Model Capability Taxonomy

The complete capability hierarchy for ModelMesh Lite. Models register at leaf nodes; pools target any node and include all descendants. The hierarchy is extensible — custom categories, subcategories, and leaf nodes follow the same routing, pooling, and inheritance rules as pre-shipped ones. For the programmatic discovery API, see Capability Discovery.
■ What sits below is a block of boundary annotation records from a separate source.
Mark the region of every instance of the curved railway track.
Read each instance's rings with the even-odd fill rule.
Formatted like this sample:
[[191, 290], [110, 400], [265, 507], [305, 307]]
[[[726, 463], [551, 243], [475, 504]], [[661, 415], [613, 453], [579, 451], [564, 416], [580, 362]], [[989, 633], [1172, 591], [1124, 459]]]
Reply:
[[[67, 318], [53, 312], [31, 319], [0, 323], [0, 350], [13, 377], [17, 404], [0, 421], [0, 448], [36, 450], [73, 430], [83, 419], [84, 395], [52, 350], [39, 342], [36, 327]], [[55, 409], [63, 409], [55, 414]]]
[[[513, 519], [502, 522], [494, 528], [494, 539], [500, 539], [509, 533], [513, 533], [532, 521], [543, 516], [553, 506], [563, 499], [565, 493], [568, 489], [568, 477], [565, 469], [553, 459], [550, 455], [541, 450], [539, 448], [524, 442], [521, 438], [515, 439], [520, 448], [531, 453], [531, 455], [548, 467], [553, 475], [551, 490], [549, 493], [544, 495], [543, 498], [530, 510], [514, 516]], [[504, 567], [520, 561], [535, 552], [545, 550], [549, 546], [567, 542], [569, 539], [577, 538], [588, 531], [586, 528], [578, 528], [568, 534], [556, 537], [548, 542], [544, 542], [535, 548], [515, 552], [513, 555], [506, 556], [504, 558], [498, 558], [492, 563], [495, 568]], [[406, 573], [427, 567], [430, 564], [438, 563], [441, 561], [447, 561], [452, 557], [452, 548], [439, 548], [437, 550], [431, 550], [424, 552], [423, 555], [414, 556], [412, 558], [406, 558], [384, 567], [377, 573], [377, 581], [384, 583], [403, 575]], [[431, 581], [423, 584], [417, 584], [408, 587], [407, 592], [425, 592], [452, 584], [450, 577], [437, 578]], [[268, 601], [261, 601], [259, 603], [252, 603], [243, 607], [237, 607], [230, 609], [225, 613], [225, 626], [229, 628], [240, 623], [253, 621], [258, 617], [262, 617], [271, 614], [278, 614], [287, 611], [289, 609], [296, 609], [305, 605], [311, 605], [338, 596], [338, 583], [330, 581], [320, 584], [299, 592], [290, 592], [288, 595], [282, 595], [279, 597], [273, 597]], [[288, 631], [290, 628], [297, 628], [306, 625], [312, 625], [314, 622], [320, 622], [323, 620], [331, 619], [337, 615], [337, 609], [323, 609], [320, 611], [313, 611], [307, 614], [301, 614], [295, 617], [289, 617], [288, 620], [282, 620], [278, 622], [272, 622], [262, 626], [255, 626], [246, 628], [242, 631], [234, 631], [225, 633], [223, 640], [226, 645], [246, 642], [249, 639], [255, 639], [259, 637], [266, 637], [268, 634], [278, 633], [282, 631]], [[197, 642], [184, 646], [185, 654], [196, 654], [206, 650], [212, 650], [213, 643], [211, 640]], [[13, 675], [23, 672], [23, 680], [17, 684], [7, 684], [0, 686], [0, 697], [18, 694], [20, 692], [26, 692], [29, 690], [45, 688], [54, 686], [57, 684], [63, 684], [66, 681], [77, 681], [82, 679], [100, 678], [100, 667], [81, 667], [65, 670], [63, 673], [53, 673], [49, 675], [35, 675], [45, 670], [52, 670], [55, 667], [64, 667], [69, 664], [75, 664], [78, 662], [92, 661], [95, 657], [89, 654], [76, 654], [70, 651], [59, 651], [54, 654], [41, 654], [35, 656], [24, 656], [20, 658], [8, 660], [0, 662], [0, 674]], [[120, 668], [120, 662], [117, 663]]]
For which providers support which capabilities, see Connector Catalogue.

Capability Hierarchy

capability
│
├── generation
│   ├── text-generation
│   │   ├── chat-completion
│   │   ├── text-completion
│   │   └── code-generation
│   ├── structured-generation
│   │   ├── json-generation
│   │   ├── schema-constrained-output
│   │   └── function-call-generation
│   ├── image-generation
│   │   ├── text-to-image
│   │   ├── image-to-image
│   │   └── inpainting
│   ├── audio-generation
│   │   ├── text-to-speech
│   │   └── music-generation
│   └── video-generation
│       ├── text-to-video
│       └── image-to-video
│
├── understanding
│   ├── text-understanding
│   │   ├── summarization
│   │   ├── classification
│   │   ├── sentiment-analysis
│   │   └── entity-extraction
│   ├── vision-understanding
│   │   ├── image-captioning
│   │   ├── object-detection
│   │   └── ocr
│   ├── audio-understanding
│   │   ├── speech-to-text
│   │   ├── speaker-identification
│   │   └── audio-classification
│   └── document-understanding
│       ├── document-parsing
│       ├── table-extraction
│       └── form-extraction
│
├── transformation
│   ├── translation
│   ├── rewriting
│   ├── style-transfer
│   ├── image-editing
│   │   ├── background-removal
│   │   ├── upscaling
│   │   └── format-conversion
│   └── audio-processing
│       ├── noise-reduction
│       ├── voice-cloning
│       └── audio-separation
│
├── representation
│   ├── embeddings
│   │   ├── text-embeddings
│   │   ├── image-embeddings
│   │   └── multimodal-embeddings
│   ├── tokenization
│   └── feature-extraction
│
├── retrieval
│   ├── search
│   │   ├── semantic-search
│   │   ├── web-search
│   │   ├── image-search
│   │   └── code-search
│   ├── knowledge-graph
│   │   ├── graph-query
│   │   ├── entity-linking
│   │   └── relation-extraction
│   ├── rag
│   │   ├── retrieval-augmented-generation
│   │   └── grounded-generation
│   └── reranking
│
├── interaction
│   ├── tool-calling
│   ├── agent-execution
│   │   ├── single-step-agent
│   │   └── multi-step-agent
│   └── multi-turn-conversation
│
└── evaluation
    ├── content-moderation
    ├── toxicity-detection
    ├── factuality-checking
    └── quality-scoring

Category Summary

Category	Produces	Example leaves
generation	new content	chat-completion, text-to-image, text-to-speech
understanding	analysis of input	summarization, ocr, speech-to-text
transformation	converted content	translation, background-removal, voice-cloning
representation	encoded data	text-embeddings, image-embeddings
retrieval	found information	semantic-search, grounded-generation, reranking
interaction	multi-step behavior	tool-calling, agent-execution
evaluation	quality assessment	content-moderation, factuality-checking

Routing Rules

Models register at leaf nodes only.
Pools can target any node (category, subcategory, or leaf) and include all descendants.
Requesting a category (e.g., understanding) matches all models under that category.
Requesting a leaf (e.g., ocr) matches only models registered at that leaf.
A model registered at multiple leaves appears in multiple ancestor pools automatically.

Predefined Capability Pools

Pool	Hierarchy node	Input → Output
`text-generation`	generation.text-generation	prompt → text
`structured-generation`	generation.structured-generation	prompt → JSON
`image-generation`	generation.image-generation	prompt → image
`embeddings`	representation.embeddings	text → vector
`speech-to-text`	understanding.audio-understanding.speech-to-text	audio → text
`text-to-speech`	generation.audio-generation.text-to-speech	text → audio
`vision-understanding`	understanding.vision-understanding	image → text

Users add custom pools (e.g., code-review, medical-summarization, long-context-analysis) targeting any hierarchy node. See SystemConcept.md — Capability-Based Model Pools for static and dynamic pool definitions.

Extending the Hierarchy

Custom categories, subcategories, and leaf nodes can be added at any level (e.g., compliance → pii-detection, regulatory-review). Custom nodes follow the same routing, pooling, and inheritance rules as pre-shipped ones. Extension points are defined via YAML configuration or at runtime through the API — see Capability Discovery for both approaches.